Daily deals and flash sales offer the deepest discounts Steam will offer. That means if you see Bioshock Infinite for sale for 60 per cent off as a flash sale, even if it comes back, you won’t get it any cheaper than that. You probably won’t see that though — as the Scientific Gamer notes, new games that have been recently released will usually only get a 25-40 per cent cut. Grab it if you really really want it, but deeper discounts will come in the next few months. 50-66 per cent off are modest discounts, worth jumping on if you want the title or have been meaning to pick it up, and if the title is an Indie or a cheap game anyway, go for it. You run the risk of seeing a steeper discount after the sale is over, but probably not. Anything discounted 75 per cent or more is the cheapest you’ll ever see it on Steam. Go for it.

Use Technology to Help You

If you don’t want to be bothered with emails from Steam, check out the Steam mobile apps for Android and iOS. You can keep track on the sales anywhere you go, and if there’s a flash sale, you’ll be able to check the prices from your smartphone.

Similarly, check out Enhanced Steam for Chrome and Firefox. The extension gives you full price histories for the games you browse, helps you avoid buying DLC you already own, notifies you when a game you’re looking at has third-party DRM (worthwhile for finding out if a game requires Games for Windows Live or Ubisoft’s UPlay before you buy it and find out), and shows you how much you’re really saving on a bundle purchase. If you haven’t tried it, it’s worth installing.

Finally, if you use Steam Wallet to make your purchases, load it up ahead of time. You don’t want to get stuck in the last moments of a sale trying to add funds and then process a sale only to be denied because the transactions are taking too long. For more suggestions, check out this post over at GHacks.

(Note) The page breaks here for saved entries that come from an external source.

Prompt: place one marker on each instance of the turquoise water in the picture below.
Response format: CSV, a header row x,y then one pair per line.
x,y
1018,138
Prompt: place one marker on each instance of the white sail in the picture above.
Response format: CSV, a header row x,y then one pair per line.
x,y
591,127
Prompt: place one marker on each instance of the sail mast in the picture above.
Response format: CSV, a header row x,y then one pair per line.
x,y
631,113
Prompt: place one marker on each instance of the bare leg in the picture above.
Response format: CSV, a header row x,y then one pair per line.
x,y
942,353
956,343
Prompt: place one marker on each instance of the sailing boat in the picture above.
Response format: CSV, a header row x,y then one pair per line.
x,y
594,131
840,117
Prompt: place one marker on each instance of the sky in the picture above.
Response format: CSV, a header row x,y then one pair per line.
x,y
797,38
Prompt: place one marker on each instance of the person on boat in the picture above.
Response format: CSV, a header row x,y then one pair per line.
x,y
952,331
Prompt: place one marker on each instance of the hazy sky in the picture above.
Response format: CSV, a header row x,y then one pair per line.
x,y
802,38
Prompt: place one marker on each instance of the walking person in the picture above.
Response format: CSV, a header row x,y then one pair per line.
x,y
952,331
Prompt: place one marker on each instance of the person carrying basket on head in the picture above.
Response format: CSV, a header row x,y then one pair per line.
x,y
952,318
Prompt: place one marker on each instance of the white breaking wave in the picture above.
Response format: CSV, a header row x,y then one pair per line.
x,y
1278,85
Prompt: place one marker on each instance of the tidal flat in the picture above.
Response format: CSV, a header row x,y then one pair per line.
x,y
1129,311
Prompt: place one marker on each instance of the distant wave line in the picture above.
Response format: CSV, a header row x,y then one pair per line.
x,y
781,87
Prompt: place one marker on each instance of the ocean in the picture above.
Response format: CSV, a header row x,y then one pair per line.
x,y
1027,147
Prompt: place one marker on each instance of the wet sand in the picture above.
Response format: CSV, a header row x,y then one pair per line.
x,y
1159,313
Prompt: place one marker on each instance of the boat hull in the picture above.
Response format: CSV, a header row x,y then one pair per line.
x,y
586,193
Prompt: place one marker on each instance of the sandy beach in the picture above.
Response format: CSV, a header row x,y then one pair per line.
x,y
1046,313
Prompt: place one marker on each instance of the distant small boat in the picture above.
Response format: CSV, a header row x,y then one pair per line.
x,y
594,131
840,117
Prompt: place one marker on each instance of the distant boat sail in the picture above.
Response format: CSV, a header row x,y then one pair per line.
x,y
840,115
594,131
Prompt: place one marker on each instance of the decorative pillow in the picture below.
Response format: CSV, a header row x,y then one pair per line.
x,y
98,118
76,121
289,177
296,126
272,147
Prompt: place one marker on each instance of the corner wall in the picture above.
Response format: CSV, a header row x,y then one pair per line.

With these tips, you won’t buy a game only to find it’s a daily deal and thus a steeper discount later in the week, and you won’t miss a sale hoping it’ll come back at some point later on only to find out it never does. Keep an eye out for your favourite titles, make your wishlist in advance, set a budget for yourself (seriously, otherwise you will empty your wallet), and have fun. Then spend some time actually playing through your backlog so you can get to the games you just bought.